Auto-instrumentation covers Flask, Starlette, Celery, SQLAlchemy, psycopg, Redis, requests, and Python logging. LLM/retriever calls are not captured at this layer — see Going further below.

Enabling

Set these env vars in your .env (or compose environment: block):

bash
OTEL_SDK_DISABLED=false
OTEL_EXPORTER_OTLP_PROTOCOL=http/protobuf
OTEL_EXPORTER_OTLP_ENDPOINT=https://your-collector.example.com
OTEL_EXPORTER_OTLP_HEADERS=Authorization=Bearer%20<token>
OTEL_TRACES_EXPORTER=otlp
OTEL_METRICS_EXPORTER=otlp
OTEL_LOGS_EXPORTER=otlp
OTEL_PYTHON_LOG_CORRELATION=true
OTEL_RESOURCE_ATTRIBUTES=service.name=docsgpt-backend,deployment.environment=prod

Then prefix the process command with opentelemetry-instrument. The simplest way is a compose override (no image rebuild):

yaml
# deployment/docker-compose.override.yaml
services:
  backend:
    command: >
      opentelemetry-instrument gunicorn -w 1 -k uvicorn_worker.UvicornWorker
      --bind 0.0.0.0:7091 --config application/gunicorn_conf.py
      application.asgi:asgi_app
    environment:
      - OTEL_SERVICE_NAME=docsgpt-backend
  worker:
    command: opentelemetry-instrument celery -A application.app.celery worker -l INFO -B
    environment:
      - OTEL_SERVICE_NAME=docsgpt-celery-worker

For local dev, prepend dotenv run -- so the OTEL_* vars from .env reach opentelemetry-instrument before it boots the SDK:

bash
dotenv run -- opentelemetry-instrument flask --app application/app.py run --port=7091
dotenv run -- opentelemetry-instrument celery -A application.app.celery worker -l INFO --pool=solo
<Callout type="info" emoji="ℹ️"> Logs are exported in-process when `OTEL_LOGS_EXPORTER=otlp` is set — `application/core/logging_config.py` detects the flag and preserves the OTEL log handler.

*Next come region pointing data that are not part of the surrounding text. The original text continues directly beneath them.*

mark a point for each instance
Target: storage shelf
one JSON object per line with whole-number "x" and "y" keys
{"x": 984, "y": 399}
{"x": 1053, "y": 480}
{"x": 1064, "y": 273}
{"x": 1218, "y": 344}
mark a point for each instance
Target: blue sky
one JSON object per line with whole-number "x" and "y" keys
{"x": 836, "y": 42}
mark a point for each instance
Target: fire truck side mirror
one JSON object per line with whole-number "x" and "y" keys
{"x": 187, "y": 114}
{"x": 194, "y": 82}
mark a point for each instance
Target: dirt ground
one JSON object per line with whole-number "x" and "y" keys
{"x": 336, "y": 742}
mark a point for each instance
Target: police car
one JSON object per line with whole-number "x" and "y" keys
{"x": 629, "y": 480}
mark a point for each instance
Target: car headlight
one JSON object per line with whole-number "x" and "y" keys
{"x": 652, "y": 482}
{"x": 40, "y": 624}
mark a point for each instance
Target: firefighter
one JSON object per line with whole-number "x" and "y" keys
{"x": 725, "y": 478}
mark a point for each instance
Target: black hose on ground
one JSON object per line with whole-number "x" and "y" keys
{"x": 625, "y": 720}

Without it, `logging` writes only to stdout. </Callout>

Backend examples

Axiom

bash
OTEL_EXPORTER_OTLP_ENDPOINT=https://api.axiom.co
OTEL_EXPORTER_OTLP_HEADERS=Authorization=Bearer%20xaat-XXXX,X-Axiom-Dataset=docsgpt
OTEL_EXPORTER_OTLP_PROTOCOL=http/protobuf

%20 is the URL-encoded space between Bearer and the token. Create the dataset in the Axiom UI before sending.

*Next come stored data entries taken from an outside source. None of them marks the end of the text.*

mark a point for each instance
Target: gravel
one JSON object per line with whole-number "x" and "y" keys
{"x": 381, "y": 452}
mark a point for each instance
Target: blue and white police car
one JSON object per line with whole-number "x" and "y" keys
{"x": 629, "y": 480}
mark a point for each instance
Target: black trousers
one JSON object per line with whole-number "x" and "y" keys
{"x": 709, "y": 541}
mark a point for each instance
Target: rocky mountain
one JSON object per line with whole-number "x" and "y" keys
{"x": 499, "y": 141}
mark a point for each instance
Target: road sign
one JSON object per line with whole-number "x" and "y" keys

Self-hosted OTLP collector / Jaeger / Tempo

bash
OTEL_EXPORTER_OTLP_ENDPOINT=http://otel-collector:4317
OTEL_EXPORTER_OTLP_PROTOCOL=grpc

Honeycomb / Grafana Cloud / Datadog

Each vendor publishes a single-line OTEL_EXPORTER_OTLP_ENDPOINT plus OTEL_EXPORTER_OTLP_HEADERS recipe — drop them in alongside the service-name override.

Caveats

  • The Dockerfile uses gunicorn -w 1. If you raise worker count, move SDK init into a post_worker_init hook to avoid one-thread-per-process exporter contention.
  • asgi.py wraps Flask in Starlette's WSGIMiddleware. Both instrumentors are installed, so each request produces a Starlette span enclosing a Flask span. Drop opentelemetry-instrumentation-flask from requirements.txt if the duplication is noisy.
  • OTEL packages add ~50 MB to the image. They install on every build — the runtime cost is zero unless you set opentelemetry-instrument on the command and set the OTLP env vars.
  • The OTEL exporter ecosystem currently caps protobuf at <7, so the backend runs on protobuf 6.x. This will catch up in a future OTEL release.